Lebih lucu lagi itu. Bayangkan, Saudi negara yang aman, tenteram, kuat,
dilindungi oleh Amerika, dilindungi oleh siapapun. Terlalu naif
menganggap bahwa Saudi itu akan diganggu oleh sekelompok orang yang
katanya pemberontak, yang katanya kecil, yang sarungan, yang ndak punya
senjata itu. Makin jauh itu. Itu pun kalau mereka bisa masuk ke Saudi,
tapi ini buktinya malah Saudi yang masuk wilayah Yaman.
Asumsi itu terlalu naïf. Jadi tidak ada yang bisa membenarkan alasan
itu, kenapa? Sebab Israel lebih memungkinkan (masuk ke Saudi). Atau
jangan-jangan ternyata yang berbahaya bagi Saudi itu bukan Israel, tapi
Hautsi yang lebih berbahaya? Sama Israel lalu bagaimana? Oh, berarti
Isarel itu tidak ada kemungkinan menguasai Saudi?
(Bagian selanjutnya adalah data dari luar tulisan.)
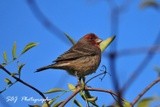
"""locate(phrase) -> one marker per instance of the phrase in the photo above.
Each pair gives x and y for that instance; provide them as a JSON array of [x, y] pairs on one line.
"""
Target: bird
[[82, 59]]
Memangnya Israel bukan
musuh?
Jadi dalilnya ini malah menunjukkan bahwa Saudi itu tidak terganggu
oleh Israel yang kemungkinan akan menguasai Mekkah atau Madinah atau
menghancurkannya. Ternyata Saudi lebih takut kepada Yaman yang lemah,
yang miskin, yang tidak punya senjata, tidak punya pesawat tempur, tidak
punya apa-apa ini.
Lalu kenapa dengan cara membombardir? Mestinya Saudi tidak memancing
musuh untuk masuk ke wilayahnya. Dengan agresi begini berarti kan mereka
sudah tahu bakal terjadi pertempuran. Kalau keadaan berbalik, musuh
makin masuk ke Saudi, berarti yang menginginkan penghancuran Saudi dan
Mekah serta Madinah adalah Saudi sendiri.
Itu pertama, jadi mencampuri urusan negara lain itu tidak ada yang
benar, mau alasan agama, mau alasan etika, logika, tidak ada yang bisa
membenarkan. Kedua, kita sebagai warganegara Indonesia, seandainya kita
pejabat pun, tetap tidak punya hak untuk mencampuri urusan negara lain.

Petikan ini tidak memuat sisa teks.